Jesus died for every one

Christ’s death was a real death in that it put an end to his earthly human existence, writes Cathal Barry

“By the grace of God” Jesus tasted death “for every one” (Heb 2:9). In his plan of salvation, God intended that his Son should not only “die for our sins” but should also experience the condition of death, the separation of his soul from his body, between the time he expired on the cross and the time he was raised from the dead.

The state of the dead Christ is the mystery of the tomb and the descent into hell, the Catechism notes.

“It is the mystery of Holy Saturday, when Christ, lying in the tomb, reveals God’s great Sabbath rest after the fulfilment of humanity’s salvation, which brings peace to the whole universe.”

Christ’s stay in the tomb, according to the Church, constitutes the real link between his suffering state before Easter and his glorious and risen state today.

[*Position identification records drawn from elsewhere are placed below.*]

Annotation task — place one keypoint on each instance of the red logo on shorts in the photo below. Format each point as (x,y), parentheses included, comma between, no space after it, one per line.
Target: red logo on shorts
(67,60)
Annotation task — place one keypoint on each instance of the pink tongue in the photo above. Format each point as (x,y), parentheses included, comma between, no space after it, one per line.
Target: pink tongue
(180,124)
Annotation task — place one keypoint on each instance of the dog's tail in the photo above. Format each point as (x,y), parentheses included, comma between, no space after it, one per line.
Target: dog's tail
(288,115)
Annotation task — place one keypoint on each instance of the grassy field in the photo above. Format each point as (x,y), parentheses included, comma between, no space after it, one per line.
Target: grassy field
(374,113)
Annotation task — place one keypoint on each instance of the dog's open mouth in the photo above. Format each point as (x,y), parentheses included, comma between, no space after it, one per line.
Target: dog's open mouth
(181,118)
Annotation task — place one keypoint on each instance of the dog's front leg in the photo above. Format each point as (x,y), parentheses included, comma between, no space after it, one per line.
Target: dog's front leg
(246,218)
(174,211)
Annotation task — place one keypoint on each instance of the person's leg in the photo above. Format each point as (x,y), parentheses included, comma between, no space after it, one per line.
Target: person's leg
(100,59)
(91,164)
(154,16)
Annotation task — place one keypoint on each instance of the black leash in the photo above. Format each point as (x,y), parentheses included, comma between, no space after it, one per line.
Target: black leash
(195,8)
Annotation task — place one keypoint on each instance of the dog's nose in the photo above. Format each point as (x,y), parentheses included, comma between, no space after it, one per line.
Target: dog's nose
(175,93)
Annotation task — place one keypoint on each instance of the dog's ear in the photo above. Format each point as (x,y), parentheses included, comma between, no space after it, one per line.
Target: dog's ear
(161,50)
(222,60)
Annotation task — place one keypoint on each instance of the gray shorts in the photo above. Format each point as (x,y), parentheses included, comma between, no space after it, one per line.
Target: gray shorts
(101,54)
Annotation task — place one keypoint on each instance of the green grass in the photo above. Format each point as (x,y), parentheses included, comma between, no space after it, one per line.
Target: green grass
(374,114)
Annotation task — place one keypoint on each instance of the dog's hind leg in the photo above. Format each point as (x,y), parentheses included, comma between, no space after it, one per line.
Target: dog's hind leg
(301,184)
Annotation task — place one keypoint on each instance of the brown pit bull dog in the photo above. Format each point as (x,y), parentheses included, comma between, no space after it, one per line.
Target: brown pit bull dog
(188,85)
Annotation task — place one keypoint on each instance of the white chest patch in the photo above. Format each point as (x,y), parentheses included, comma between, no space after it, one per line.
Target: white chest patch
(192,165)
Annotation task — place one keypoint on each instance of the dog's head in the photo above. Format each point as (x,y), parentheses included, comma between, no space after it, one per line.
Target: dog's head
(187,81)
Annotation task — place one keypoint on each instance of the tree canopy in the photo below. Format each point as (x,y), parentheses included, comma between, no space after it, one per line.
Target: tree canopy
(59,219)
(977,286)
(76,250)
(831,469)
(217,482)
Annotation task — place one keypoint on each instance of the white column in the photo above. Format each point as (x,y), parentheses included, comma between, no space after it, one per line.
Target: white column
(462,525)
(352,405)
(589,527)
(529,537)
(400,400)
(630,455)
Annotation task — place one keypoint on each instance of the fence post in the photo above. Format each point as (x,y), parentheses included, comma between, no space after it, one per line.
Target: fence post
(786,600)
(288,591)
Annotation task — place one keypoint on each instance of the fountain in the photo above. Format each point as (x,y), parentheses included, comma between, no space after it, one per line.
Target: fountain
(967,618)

The same person of the “Living One” can say, “I died, and behold I am alive for evermore” (Rev 1:18).

As St Gregory of Nyssa put it: “God [the Son] did not impede death from separating his soul from his body according to the necessary order of nature, but has reunited them to one another in the Resurrection, so that he himself might be, in his person, the meeting point for death and life, by arresting in himself the decomposition of nature produced by death and so becoming the source of reunion for the separated parts.”

Since the “Author of life” who was killed (Acts 3:15) is the same “living one [who has] risen” (Lk 24:5-6), the divine person of the Son of God necessarily continued to possess his human soul and body, separated from each other by death.

As St John Damascene said: “By the fact that at Christ’s death his soul was separated from his flesh, his one person is not itself divided into two persons; for the human body and soul of Christ have existed in the same way from the beginning of his earthly existence, in the divine person of the Word; and in death, although separated from each other, both remained with one and the same person of the Word.”

The Church teaches that Christ’s death was a real death in that it put an end to his earthly human existence.

Divine power

However, because of the union his body retained with the person of the Son, his was not a mortal corpse like others, for, as St Thomas Aquinas said “divine power preserved Christ’s body from corruption”.

Baptism, according to the Church, the original and full sign of which is immersion, efficaciously signifies the descent into the tomb by theChristian who dies to sin with Christ in order to live a new life.

“We were buried therefore with him by baptism into death, so that as Christ was raised from the dead by the glory of the Father, we too might walk in newness of life” (Rom 6:4).